Bu konuda uzun yıllardır çalışmalar yürüten çevre aktivisti ve su politikaları uzmanı Ceren Atalar, yaklaşan tehlikeye karşı kamuoyunu uyarıyor: “Eğer bugünden önlem almazsak, su savaşları artık sadece distopik bir senaryo olmayacak.”
KAYNAKLAR HIZLA TÜKENİYOR
Ceren Atalar, özellikle tarımda suyun verimsiz kullanılması, yanlış şehir planlamaları ve kontrolsüz sanayi tüketiminin, mevcut su rezervlerini tehdit ettiğini belirtiyor. “Barajlar dolu sanıyoruz ama yer altı suları kuruyor. Özellikle Konya Ovası, Iğdır ve Büyük Menderes Havzası ciddi risk altında. Kuraklık haritaları, su kıtlığının artık sadece Güneydoğu’ya özgü olmadığını gösteriyor” diyor.
BİREYSEL TEDBİRLER HAYATİ ÖNEMDE
Su tasarrufunun yalnızca devlet politikalarıyla değil, bireylerin bilinçli davranışlarıyla da mümkün olduğunu vurgulayan Atalar, “Diş fırçalarken musluğu kapatmak, yağmur suyu toplamak ya da çamaşır makinesini tam dolmadan çalıştırmamak gibi basit adımlar bile büyük fark yaratır” ifadelerini kullanıyor.

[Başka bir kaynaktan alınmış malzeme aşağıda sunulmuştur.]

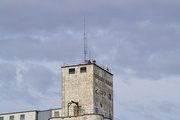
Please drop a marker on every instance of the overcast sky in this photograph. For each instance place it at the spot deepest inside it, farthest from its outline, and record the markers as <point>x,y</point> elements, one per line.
<point>138,39</point>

SUYUN HAKKINI KORUMAK GELECEĞİ KURTARMAKTIR
Ceren Atalar’a göre su yalnızca bir kaynak değil, bir yaşam hakkı. Bu nedenle su politikalarının adaletli ve sürdürülebilir olması gerektiğini vurgulayan Atalar, “Su, stratejik değil yaşamsal bir unsurdur. Sadece bugünün değil, çocuklarımızın da geleceği için ona sahip çıkmalıyız” diyor.
YERELDEN GLOBALE MÜCADELE
Türkiye’de yürüttüğü farkındalık kampanyalarıyla binlerce kişiye ulaşan Atalar, aynı zamanda uluslararası su forumlarında da Türkiye’yi temsil ediyor. Suya dair sürdürülebilir politikaların ancak bilim, çevre etiği ve halk katılımıyla mümkün olduğunu söyleyen Atalar, “Küresel krize karşı yerelden başlayarak mücadele etmeliyiz” diyerek sözlerini noktalıyor.